Data Processing and Encoding

Multimodal Input Handling

The model processes multimodal inputs through various encoders: a tokenizer for text, a ViT-based vision encoder for images and video, and an audio encoder converting waveforms into mel-spectrograms. This structured approach ensures comprehensive perception across modalities by leveraging specialized encoders for each type of data.

Streaming Architecture

A distinct feature of the Qwen2.5-Omni model is its capability for real-time processing. Both audio and video encoders use a block-wise processing approach, facilitating low-latency streaming and coherent synthesis of speech and text outputs. The sliding window attention mechanism within the Talker (Figure 3) supports this by minimizing initial response delays, enabling near-immediate feedback.

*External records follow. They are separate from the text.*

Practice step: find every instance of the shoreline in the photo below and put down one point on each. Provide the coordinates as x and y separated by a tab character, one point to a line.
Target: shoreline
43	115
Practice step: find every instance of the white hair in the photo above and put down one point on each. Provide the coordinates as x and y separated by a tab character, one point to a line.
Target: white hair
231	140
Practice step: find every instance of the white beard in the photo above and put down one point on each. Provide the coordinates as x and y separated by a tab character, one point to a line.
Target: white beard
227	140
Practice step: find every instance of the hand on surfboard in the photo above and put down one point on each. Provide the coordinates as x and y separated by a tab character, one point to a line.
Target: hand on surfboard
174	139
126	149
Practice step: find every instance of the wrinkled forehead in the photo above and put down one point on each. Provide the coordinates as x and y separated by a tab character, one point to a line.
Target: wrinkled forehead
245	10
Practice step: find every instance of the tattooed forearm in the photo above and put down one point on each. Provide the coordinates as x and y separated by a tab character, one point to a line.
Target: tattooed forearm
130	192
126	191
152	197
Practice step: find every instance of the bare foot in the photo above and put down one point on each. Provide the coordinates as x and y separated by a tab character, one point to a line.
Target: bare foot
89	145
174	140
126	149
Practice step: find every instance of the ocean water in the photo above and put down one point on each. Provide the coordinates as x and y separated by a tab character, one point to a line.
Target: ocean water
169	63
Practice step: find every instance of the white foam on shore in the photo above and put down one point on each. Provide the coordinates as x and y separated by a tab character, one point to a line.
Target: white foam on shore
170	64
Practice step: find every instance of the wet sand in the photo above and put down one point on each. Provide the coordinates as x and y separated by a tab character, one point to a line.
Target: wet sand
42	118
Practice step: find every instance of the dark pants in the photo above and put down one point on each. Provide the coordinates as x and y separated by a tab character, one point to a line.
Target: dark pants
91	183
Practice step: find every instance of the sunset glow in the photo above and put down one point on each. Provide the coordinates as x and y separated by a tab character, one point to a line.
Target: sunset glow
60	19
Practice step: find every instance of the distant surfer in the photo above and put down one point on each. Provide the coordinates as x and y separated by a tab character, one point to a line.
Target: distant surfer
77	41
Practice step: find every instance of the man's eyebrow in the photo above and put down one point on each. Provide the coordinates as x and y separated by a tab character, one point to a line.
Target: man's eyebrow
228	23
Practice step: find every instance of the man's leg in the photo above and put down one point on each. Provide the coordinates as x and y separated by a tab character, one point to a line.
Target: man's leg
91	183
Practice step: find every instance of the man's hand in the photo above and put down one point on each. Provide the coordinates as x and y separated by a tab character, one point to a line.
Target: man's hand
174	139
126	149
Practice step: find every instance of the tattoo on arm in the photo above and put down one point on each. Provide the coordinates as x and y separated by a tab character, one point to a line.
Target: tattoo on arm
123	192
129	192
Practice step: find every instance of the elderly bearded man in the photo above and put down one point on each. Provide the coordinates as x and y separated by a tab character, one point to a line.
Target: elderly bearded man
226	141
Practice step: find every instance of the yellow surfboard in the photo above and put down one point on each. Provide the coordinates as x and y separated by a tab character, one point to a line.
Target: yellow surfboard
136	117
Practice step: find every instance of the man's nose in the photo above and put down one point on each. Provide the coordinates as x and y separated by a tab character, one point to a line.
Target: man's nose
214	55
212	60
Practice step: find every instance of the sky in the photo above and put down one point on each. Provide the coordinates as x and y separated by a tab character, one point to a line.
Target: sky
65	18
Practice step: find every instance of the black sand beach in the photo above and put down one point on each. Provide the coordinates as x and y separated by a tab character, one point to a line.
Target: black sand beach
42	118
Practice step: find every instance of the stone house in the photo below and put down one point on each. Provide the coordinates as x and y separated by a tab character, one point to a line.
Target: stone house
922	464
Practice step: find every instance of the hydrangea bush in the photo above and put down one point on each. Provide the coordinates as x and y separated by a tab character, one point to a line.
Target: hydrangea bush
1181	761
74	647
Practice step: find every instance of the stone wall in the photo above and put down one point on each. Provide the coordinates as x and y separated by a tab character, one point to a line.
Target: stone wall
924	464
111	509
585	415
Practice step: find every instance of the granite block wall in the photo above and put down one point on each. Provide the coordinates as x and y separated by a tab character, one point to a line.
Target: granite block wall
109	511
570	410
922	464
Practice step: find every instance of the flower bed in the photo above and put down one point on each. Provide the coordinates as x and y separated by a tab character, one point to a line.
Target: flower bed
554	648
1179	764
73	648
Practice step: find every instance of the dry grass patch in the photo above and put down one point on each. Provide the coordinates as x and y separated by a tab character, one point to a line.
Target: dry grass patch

Figure 3: An illustration of sliding window block attention mechanism in DiT for codec to wav generation.

Training and Performance Evaluation

Training Methodology

The training of Qwen2.5-Omni was conducted in three phases, initially isolating the encoders by freezing LLM parameters, then expanding to comprehensive multimodal datasets, and finally stretching sequence handling capacity. Fine-tuning stages employed extensive datasets comprising multimodal combinations, with instruction-following datasets formatted in ChatML enhancing conversational abilities.

Empirical Results

Benchmarks reveal that Qwen2.5-Omni excels in multimodal tasks, particularly on the Omni-Bench suite, achieving state-of-the-art performance. Its proficiency in processing mixed modalities, such as audio-video synchronization in real-time, highlights the model's advanced capabilities in coherent speech instruction following and text-audio integration tasks.

Conclusion

The Qwen2.5-Omni model represents a significant step forward in multimodal AI, offering an integrative approach to processing diverse data types. By employing advanced architectural designs and encoding mechanisms, such as the Thinker-Talker architecture and TMRoPE, the model proficiently manages real-time text and speech generation across multiple input modalities. This technical advancement demonstrates potential for broad applications in interactive systems, positioning Qwen2.5-Omni as a versatile tool in the development of more intuitive AI interfaces. Future work will explore the expansion of Qwen2.5-Omni’s capabilities in generating other multimodal outputs, including visual and musical data, to further bridge the gap towards embodied artificial intelligence.